L'effervescence est à son comble.
C'est le départ ! Les participants accrochés à leur guidon s'élancent, filent aussi vite que le vent, s'envolent presque... Ces fidèles habitués de la moyenne surface, tous inoffensifs adeptes d'apéros devant d'intelligentes émissions de jeux télévisés, sous le regard de leurs épouses ressemblent subitement à des guerriers partant à la conquête d'une cause céleste.
L'enjeu est de taille : il y a de rutilants porte-clés en forme de U à gagner, l'emblème le plus convoité des pousseurs de caddies.
La fierté locale. Le Graal du coin. Le rêve des ménagères qui ont de l'estime pour leur mari.
Le trophée envié que l'on suspendra ostensiblement au rétroviseur intérieur de la Twingo.
Bref, la récompense ultime des vaillants combattants ramenée à leur conjointe... Mais qu'il faudra d'abord acquérir au prix de dignes efforts !

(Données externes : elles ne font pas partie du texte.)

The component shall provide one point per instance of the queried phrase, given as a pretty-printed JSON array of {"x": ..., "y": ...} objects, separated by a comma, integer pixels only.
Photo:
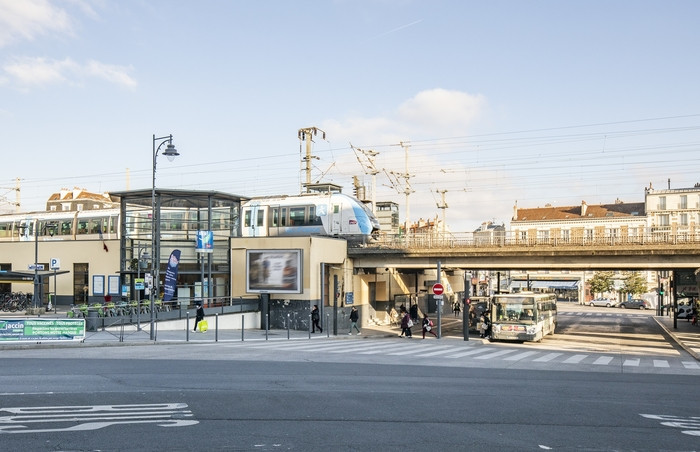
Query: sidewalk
[{"x": 685, "y": 334}]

Particulièrement attachés aux promotions sur les yaourts, aux remises en caisse sur les lots de chips et aux divers avantages de ce genre, ces gens aux hautes aspirations alimentaires se sentent choyés par le service marketing de leur SUPER U... Ces bénéficiaires de nombreuses offres commerciales et multiples rabais se savent privilégiés. Et, plongés dans leur bonheur domestique sans nuage, ils prennent tout à coeur dans ce contexte festif, flattés d'être aussi bien traîtés par le personnel de la chaîne à la fameuse lettre U.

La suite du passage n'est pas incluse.